Beginner’s guide to debugging (programming, data science, machine learning)

In this post, I will discuss some common techniques I use for debugging that have helped me immensely in my years as a data scientist and software engineer.

Aside from those techniques, I will also discuss some very common errors made by beginners when trying to get the course code to work. Note: it should not require much effort. Simply running the script / notebook should suffice. But as you’ll see, there are some “corner cases”.

Context for this post: this post is written with the students of my courses in mind. Often, they are trying to either run my code (which they got from Github or Google Colab), or they tried to type out my code themselves. This post is designed for students who have problems with this process (i.e. they ran what they thought was the correct code, but it produced an incorrect or unexpected output).

But, back to my debugging techniques.

With these techniques, there has essentially never been a bug I have not been able to solve.

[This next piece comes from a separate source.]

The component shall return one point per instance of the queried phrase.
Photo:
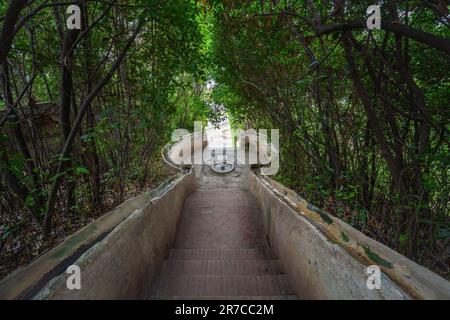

At the same time, these techniques are somewhat “high-level”. They describe a mindset and approach rather than specific things to try.

I can’t tell you specifics because every situation is different. And in any case, if that’s what you’re looking for, that’s the first sign that your mindset is incorrect.

This brings us to…


Why am I making this post?

Normally, I’d just make a post on some data science technique – algorithms, code, or some combination thereof.

But in my courses, too often I see students struggle with the most basic of debugging tasks.

As if they had never written code in their lives.

I see students getting stuck with things that people who practice coding should not be getting stuck with.


The right mindset

Students often come to class with the wrong mindset.

This wrong mindset is: “I click the play button, I watch the code go. Easy!”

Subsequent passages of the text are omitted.